Un soir, comme il examinait mélancoliquement un revolver, en se demandant s’il ne valait pas mieux en finir, cette réflexion lui vint:
«Je dois d’abord, par un moyen ou par un autre, réunir quelques billets de mille francs pour le petit Claude. Ce serait trop ignoble à moi, tout de même, de battre en retraite sans avoir assuré un morceau de pain à cet enfant.»
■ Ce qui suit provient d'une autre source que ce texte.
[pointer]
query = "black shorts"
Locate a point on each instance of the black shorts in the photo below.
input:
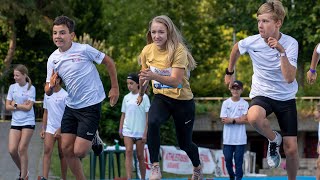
(23, 127)
(82, 122)
(285, 111)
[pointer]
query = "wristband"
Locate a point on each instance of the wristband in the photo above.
(312, 70)
(228, 72)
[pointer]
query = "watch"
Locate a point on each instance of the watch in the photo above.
(228, 72)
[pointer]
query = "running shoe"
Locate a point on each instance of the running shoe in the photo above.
(273, 155)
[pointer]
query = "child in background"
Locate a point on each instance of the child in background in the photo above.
(234, 117)
(134, 124)
(317, 117)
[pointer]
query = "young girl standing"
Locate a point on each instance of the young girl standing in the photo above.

Cette pensée seule lui fit déposer l’arme, dont une seconde plus tard il aurait pressé la détente. Il s’assit, songea. L’image de Bertrande surgit. Un moment après, il bondissait sur ses pieds, criant tout haut:
—«Nom de nom!... Une petite fille comme ça tiendrait tête à la vie dans les plus sacrés embêtements, lutterait toute seule, avec fierté, pour son mioche... et un Villingen ficherait le camp comme un lâche... Cela ne sera pas... Par les batailles de mon aïeul!»
Cette furieuse exclamation vibra si fort, soulignée par le bruit d’une chaise plantée en terre, que le vieux Denis accourut tout effaré.
—«Tiens, mon vieux,» dit Gilbert, «tu vas me faire une commission. Attends... J’écris trois lignes, et tu les porteras où je te dirai.»
Il griffonna le billet suivant:
«Ma petite Bertrande,
«Tu viens de me rendre un fameux service. Tu viens de m’empêcher d’agir en pleutre.
«De ce soir seulement, je comprends quelle vaillante créature tu es.